Le bras de fer entre Krafton et Unknown Worlds vient de tourner à l’avantage du studio. Après un lancement massif de Subnautica 2, l’éditeur sud-coréen aurait été contraint de verser le bonus de performance plafonné à 250 millions de dollars, soit environ 230 millions d’euros.
Subnautica 2 transforme un conflit juridique en victoire financière
L’affaire remonte au conflit opposant Unknown Worlds à sa maison-mère et ancien éditeur Krafton. Le groupe avait licencié les fondateurs du studio, Ted Gill, Charlie Cleveland et Max McGuire, dans ce qui a ensuite été perçu comme une tentative de repousser la sortie de Subnautica 2.

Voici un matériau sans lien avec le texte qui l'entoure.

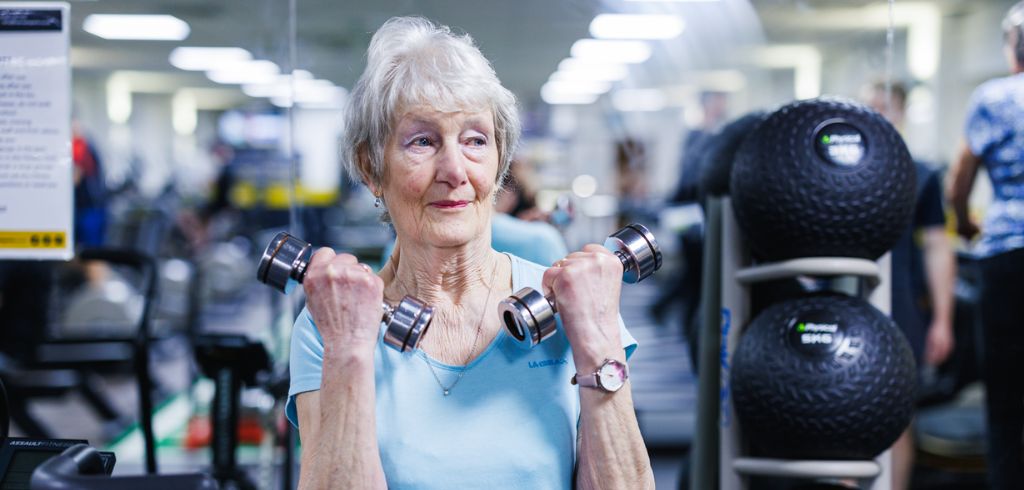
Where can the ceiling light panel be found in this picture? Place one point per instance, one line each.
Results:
(612, 51)
(252, 72)
(140, 28)
(202, 59)
(636, 26)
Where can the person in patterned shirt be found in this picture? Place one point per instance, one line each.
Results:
(994, 133)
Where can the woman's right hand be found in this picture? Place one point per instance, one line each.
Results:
(344, 298)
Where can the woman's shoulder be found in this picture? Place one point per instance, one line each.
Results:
(525, 273)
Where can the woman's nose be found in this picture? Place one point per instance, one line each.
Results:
(452, 166)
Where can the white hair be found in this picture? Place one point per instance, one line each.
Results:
(412, 60)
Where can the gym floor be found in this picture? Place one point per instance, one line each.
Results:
(663, 382)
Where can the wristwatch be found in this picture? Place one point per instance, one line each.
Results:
(609, 376)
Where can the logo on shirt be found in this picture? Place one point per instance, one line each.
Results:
(548, 362)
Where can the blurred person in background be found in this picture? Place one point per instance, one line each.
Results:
(924, 271)
(994, 134)
(685, 286)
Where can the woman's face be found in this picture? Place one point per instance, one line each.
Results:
(439, 171)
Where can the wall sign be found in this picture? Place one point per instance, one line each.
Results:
(36, 182)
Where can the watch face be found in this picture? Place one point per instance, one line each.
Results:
(612, 375)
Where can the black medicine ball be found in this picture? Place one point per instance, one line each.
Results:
(822, 377)
(822, 177)
(721, 151)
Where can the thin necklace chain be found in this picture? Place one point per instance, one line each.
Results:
(479, 325)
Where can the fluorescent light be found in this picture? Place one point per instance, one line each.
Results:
(611, 51)
(584, 185)
(571, 70)
(195, 58)
(255, 71)
(638, 100)
(578, 87)
(183, 113)
(144, 28)
(636, 26)
(118, 98)
(555, 97)
(283, 87)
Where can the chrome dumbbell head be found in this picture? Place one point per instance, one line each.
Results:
(529, 317)
(284, 262)
(518, 312)
(636, 248)
(284, 265)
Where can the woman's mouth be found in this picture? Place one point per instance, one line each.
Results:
(450, 205)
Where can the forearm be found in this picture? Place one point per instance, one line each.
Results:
(344, 453)
(611, 451)
(940, 267)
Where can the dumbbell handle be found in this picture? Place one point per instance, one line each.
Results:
(284, 265)
(529, 316)
(626, 261)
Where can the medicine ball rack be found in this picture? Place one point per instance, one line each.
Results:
(727, 281)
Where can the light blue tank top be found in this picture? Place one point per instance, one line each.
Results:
(510, 422)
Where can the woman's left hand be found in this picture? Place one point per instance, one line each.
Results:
(586, 285)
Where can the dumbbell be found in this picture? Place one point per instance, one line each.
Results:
(284, 265)
(529, 316)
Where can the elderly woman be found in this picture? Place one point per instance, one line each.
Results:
(430, 131)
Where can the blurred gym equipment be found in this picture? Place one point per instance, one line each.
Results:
(822, 178)
(283, 266)
(823, 377)
(529, 316)
(231, 361)
(61, 364)
(83, 468)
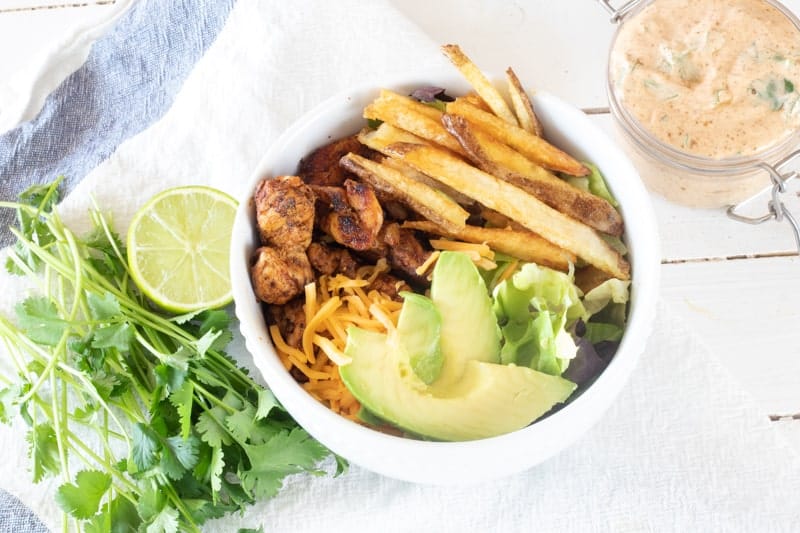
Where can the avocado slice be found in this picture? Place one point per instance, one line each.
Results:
(489, 399)
(469, 326)
(418, 329)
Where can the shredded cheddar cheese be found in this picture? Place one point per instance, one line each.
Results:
(333, 304)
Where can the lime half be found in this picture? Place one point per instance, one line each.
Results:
(178, 248)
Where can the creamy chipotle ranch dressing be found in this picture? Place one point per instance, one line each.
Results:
(712, 78)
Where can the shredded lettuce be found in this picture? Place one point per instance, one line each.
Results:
(549, 325)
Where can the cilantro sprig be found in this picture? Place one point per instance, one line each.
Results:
(150, 424)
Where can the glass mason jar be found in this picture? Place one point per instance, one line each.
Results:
(692, 179)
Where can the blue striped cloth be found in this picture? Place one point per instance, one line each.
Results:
(128, 82)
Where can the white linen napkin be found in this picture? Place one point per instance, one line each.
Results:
(682, 448)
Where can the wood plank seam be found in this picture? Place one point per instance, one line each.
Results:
(737, 257)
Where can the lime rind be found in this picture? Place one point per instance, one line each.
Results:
(178, 247)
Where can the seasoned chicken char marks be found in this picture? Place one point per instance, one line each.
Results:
(351, 214)
(278, 275)
(290, 319)
(285, 212)
(331, 260)
(285, 217)
(404, 251)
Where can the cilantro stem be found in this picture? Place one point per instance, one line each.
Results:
(93, 355)
(212, 397)
(57, 422)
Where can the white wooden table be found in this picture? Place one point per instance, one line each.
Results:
(738, 286)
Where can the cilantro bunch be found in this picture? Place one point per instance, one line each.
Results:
(149, 423)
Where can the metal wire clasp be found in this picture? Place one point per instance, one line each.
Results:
(776, 209)
(618, 14)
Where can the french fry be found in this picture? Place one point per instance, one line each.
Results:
(499, 220)
(524, 245)
(534, 148)
(515, 203)
(522, 105)
(504, 162)
(482, 86)
(408, 114)
(429, 202)
(386, 134)
(414, 174)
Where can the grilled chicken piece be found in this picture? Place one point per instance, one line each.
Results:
(351, 215)
(291, 320)
(332, 260)
(285, 212)
(405, 251)
(321, 167)
(278, 275)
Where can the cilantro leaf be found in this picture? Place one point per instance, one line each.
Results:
(119, 516)
(103, 308)
(43, 450)
(214, 319)
(151, 502)
(170, 377)
(266, 402)
(82, 499)
(241, 423)
(38, 318)
(117, 336)
(288, 452)
(144, 448)
(179, 455)
(210, 430)
(166, 521)
(182, 398)
(206, 342)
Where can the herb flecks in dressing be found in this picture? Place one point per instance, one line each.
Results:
(714, 78)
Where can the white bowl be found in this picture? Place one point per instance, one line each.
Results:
(449, 463)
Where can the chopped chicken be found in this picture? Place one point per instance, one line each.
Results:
(332, 260)
(285, 212)
(279, 275)
(351, 215)
(321, 167)
(291, 320)
(405, 251)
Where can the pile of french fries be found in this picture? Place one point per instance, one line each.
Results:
(483, 150)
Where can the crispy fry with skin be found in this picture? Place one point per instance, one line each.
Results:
(428, 202)
(534, 148)
(482, 86)
(415, 175)
(516, 204)
(522, 105)
(386, 134)
(524, 245)
(504, 162)
(412, 116)
(499, 220)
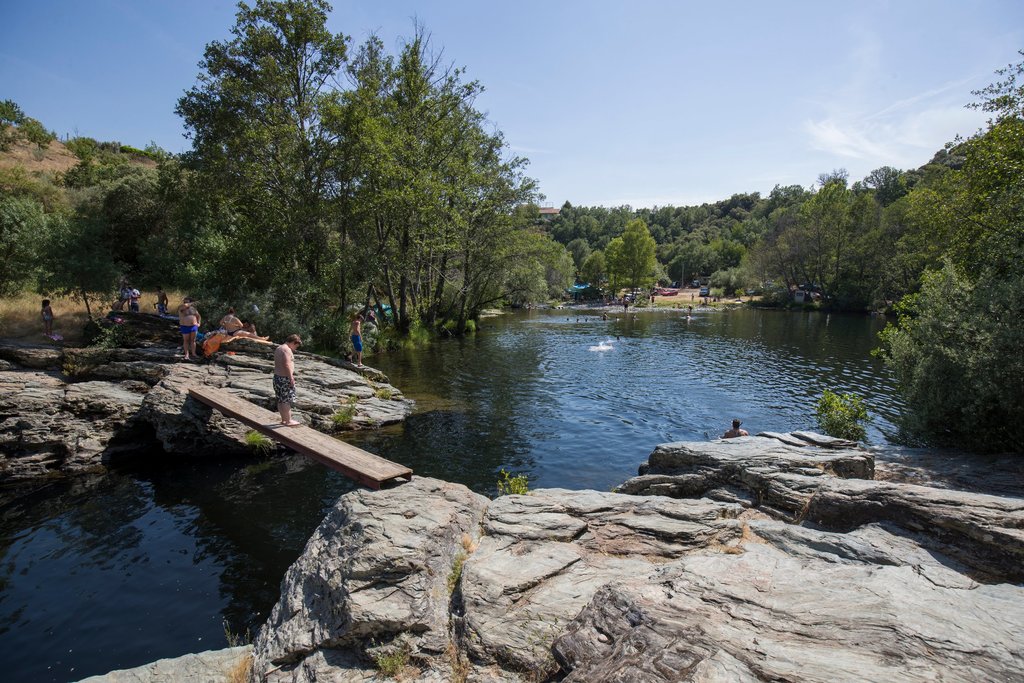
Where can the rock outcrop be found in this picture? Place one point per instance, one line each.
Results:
(64, 411)
(224, 666)
(893, 582)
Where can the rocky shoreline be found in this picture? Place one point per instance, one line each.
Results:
(776, 557)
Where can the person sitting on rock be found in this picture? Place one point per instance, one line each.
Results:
(735, 431)
(249, 331)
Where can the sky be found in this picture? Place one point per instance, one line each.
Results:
(638, 102)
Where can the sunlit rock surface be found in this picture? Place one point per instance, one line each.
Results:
(775, 561)
(65, 411)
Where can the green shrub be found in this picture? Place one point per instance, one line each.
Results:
(259, 443)
(508, 484)
(393, 662)
(114, 336)
(343, 416)
(956, 355)
(456, 574)
(842, 416)
(236, 639)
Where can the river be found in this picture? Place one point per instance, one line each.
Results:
(113, 571)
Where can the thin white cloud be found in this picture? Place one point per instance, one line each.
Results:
(519, 150)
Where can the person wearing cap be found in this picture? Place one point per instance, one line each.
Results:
(284, 379)
(735, 431)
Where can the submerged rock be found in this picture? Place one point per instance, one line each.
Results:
(64, 411)
(430, 582)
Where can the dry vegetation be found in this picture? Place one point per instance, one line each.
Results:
(20, 315)
(54, 159)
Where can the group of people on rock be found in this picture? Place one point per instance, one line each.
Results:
(230, 325)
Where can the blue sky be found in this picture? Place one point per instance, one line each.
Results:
(640, 102)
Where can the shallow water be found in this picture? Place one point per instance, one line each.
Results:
(114, 571)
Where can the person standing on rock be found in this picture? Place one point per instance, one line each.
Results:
(356, 333)
(188, 322)
(47, 314)
(284, 379)
(161, 301)
(735, 431)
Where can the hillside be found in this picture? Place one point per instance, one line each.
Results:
(54, 159)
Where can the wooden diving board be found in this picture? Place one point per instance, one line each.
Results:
(366, 468)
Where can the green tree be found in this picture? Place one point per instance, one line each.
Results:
(580, 249)
(10, 113)
(85, 269)
(23, 229)
(632, 259)
(842, 415)
(259, 117)
(35, 132)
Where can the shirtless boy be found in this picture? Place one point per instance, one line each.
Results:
(230, 323)
(735, 431)
(161, 301)
(188, 322)
(356, 333)
(284, 379)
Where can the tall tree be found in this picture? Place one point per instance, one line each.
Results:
(258, 118)
(632, 258)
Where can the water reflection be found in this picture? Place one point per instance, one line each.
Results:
(123, 569)
(115, 571)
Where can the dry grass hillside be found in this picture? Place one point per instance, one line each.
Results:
(54, 159)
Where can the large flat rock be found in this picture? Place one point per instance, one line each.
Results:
(64, 411)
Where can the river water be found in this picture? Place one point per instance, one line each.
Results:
(117, 570)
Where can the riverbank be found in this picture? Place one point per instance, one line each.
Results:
(67, 410)
(771, 557)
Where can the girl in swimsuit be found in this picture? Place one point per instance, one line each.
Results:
(47, 314)
(188, 322)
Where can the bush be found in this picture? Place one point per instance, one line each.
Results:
(508, 484)
(956, 355)
(260, 444)
(343, 416)
(841, 416)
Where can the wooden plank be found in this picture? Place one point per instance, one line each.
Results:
(353, 462)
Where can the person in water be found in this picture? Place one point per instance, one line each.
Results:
(161, 301)
(230, 323)
(47, 315)
(735, 431)
(188, 322)
(284, 379)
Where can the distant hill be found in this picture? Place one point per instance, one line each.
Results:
(54, 159)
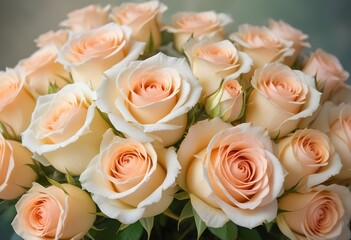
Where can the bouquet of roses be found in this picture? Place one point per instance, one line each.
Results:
(121, 126)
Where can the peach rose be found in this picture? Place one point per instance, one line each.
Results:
(213, 60)
(143, 18)
(308, 157)
(227, 102)
(290, 33)
(323, 212)
(149, 99)
(131, 180)
(195, 24)
(15, 174)
(87, 18)
(335, 121)
(66, 129)
(57, 38)
(42, 70)
(328, 72)
(89, 54)
(16, 103)
(262, 44)
(240, 178)
(54, 213)
(280, 98)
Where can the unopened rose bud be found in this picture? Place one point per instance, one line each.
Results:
(227, 102)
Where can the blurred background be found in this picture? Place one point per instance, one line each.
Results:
(328, 23)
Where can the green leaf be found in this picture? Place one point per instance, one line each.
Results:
(200, 225)
(228, 232)
(132, 232)
(187, 212)
(182, 195)
(246, 233)
(148, 224)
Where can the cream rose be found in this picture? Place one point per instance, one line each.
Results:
(42, 70)
(66, 129)
(149, 99)
(87, 55)
(144, 20)
(335, 121)
(227, 102)
(240, 178)
(290, 33)
(195, 24)
(328, 72)
(262, 44)
(87, 18)
(323, 212)
(308, 157)
(54, 213)
(57, 38)
(15, 173)
(213, 60)
(281, 97)
(131, 180)
(16, 103)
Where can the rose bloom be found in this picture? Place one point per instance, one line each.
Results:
(66, 129)
(143, 18)
(290, 33)
(57, 38)
(327, 70)
(87, 55)
(131, 180)
(280, 98)
(321, 213)
(308, 157)
(149, 99)
(335, 121)
(42, 70)
(54, 213)
(87, 18)
(213, 60)
(262, 44)
(240, 178)
(195, 24)
(15, 173)
(16, 103)
(227, 102)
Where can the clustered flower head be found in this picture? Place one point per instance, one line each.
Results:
(109, 126)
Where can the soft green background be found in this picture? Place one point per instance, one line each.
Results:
(327, 22)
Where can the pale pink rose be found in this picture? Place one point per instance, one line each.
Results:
(42, 70)
(290, 33)
(149, 100)
(66, 129)
(321, 213)
(89, 54)
(54, 213)
(195, 24)
(15, 173)
(86, 18)
(16, 103)
(280, 98)
(240, 178)
(227, 102)
(213, 60)
(328, 72)
(262, 44)
(144, 20)
(57, 38)
(308, 157)
(131, 180)
(335, 121)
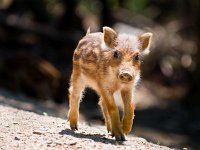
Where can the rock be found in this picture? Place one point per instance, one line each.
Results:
(54, 133)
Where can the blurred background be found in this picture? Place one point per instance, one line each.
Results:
(38, 37)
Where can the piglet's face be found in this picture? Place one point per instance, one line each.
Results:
(126, 52)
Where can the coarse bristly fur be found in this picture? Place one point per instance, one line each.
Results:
(109, 63)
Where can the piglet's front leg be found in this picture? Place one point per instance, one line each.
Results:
(128, 110)
(113, 112)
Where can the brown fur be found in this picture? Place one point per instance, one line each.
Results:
(108, 62)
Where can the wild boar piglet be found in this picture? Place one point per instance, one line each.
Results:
(109, 63)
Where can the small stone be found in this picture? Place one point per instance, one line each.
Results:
(16, 138)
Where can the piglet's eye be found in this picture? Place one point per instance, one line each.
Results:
(137, 58)
(116, 54)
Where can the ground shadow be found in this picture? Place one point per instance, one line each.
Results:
(95, 137)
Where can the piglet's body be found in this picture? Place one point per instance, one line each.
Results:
(108, 62)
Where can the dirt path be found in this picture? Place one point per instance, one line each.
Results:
(27, 130)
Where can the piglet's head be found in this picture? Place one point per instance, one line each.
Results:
(125, 52)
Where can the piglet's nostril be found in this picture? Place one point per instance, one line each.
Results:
(125, 77)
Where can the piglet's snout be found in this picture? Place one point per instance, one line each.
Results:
(125, 75)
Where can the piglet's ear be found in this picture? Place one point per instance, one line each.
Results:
(145, 42)
(109, 36)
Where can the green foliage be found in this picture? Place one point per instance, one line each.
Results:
(136, 5)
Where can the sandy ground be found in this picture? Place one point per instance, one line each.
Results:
(27, 130)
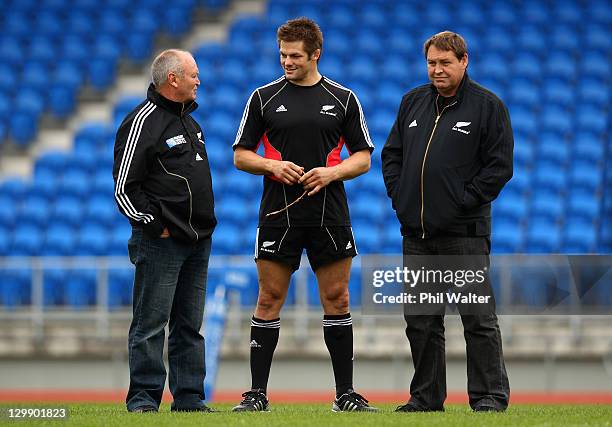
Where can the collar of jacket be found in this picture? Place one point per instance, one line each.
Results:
(460, 92)
(177, 108)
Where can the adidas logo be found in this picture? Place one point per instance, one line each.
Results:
(460, 125)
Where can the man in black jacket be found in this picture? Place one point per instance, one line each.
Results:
(163, 185)
(446, 159)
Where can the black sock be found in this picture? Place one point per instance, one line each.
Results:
(264, 337)
(338, 333)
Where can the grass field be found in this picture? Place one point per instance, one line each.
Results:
(321, 415)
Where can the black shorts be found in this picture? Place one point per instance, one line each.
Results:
(286, 244)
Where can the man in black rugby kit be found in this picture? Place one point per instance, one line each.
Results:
(303, 119)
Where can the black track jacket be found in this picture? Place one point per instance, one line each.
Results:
(443, 167)
(161, 171)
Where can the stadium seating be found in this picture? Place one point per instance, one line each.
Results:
(551, 73)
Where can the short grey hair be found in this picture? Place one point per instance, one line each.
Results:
(169, 61)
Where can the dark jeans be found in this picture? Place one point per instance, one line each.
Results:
(169, 287)
(487, 378)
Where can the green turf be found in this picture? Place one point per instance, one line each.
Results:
(321, 415)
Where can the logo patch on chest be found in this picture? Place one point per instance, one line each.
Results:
(176, 140)
(326, 109)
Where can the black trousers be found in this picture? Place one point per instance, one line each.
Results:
(486, 372)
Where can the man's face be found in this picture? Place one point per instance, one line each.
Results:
(444, 70)
(187, 84)
(295, 61)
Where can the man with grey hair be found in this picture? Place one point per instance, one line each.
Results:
(163, 186)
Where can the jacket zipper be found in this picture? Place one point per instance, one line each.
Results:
(438, 115)
(190, 197)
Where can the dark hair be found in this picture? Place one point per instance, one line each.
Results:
(301, 29)
(447, 40)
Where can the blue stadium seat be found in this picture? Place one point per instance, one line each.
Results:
(527, 65)
(531, 39)
(41, 49)
(80, 289)
(102, 209)
(119, 236)
(67, 209)
(92, 240)
(120, 285)
(553, 149)
(557, 92)
(367, 207)
(584, 206)
(523, 150)
(550, 177)
(54, 283)
(35, 78)
(391, 237)
(60, 240)
(561, 65)
(507, 236)
(568, 12)
(599, 11)
(548, 205)
(62, 100)
(75, 48)
(367, 235)
(564, 39)
(4, 238)
(598, 37)
(23, 126)
(593, 66)
(503, 14)
(592, 119)
(74, 182)
(236, 209)
(34, 210)
(580, 237)
(590, 90)
(49, 24)
(228, 239)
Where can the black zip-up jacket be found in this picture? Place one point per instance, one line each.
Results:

Dans la procédure qui a suivi, un juge a ordonné la réintégration de Ted Gill au poste de CEO d’Unknown Worlds. Il a ensuite piloté le studio jusqu’au lancement du jeu.
Un bonus indexé sur les revenus, rapidement poussé au plafond
Le démarrage commercial a été particulièrement fort. Subnautica 2 aurait atteint 4 millions de ventes estimées en à peine une semaine, avec un pic de plus de 460 000 joueurs simultanés sur Steam durant cette même fenêtre de lancement.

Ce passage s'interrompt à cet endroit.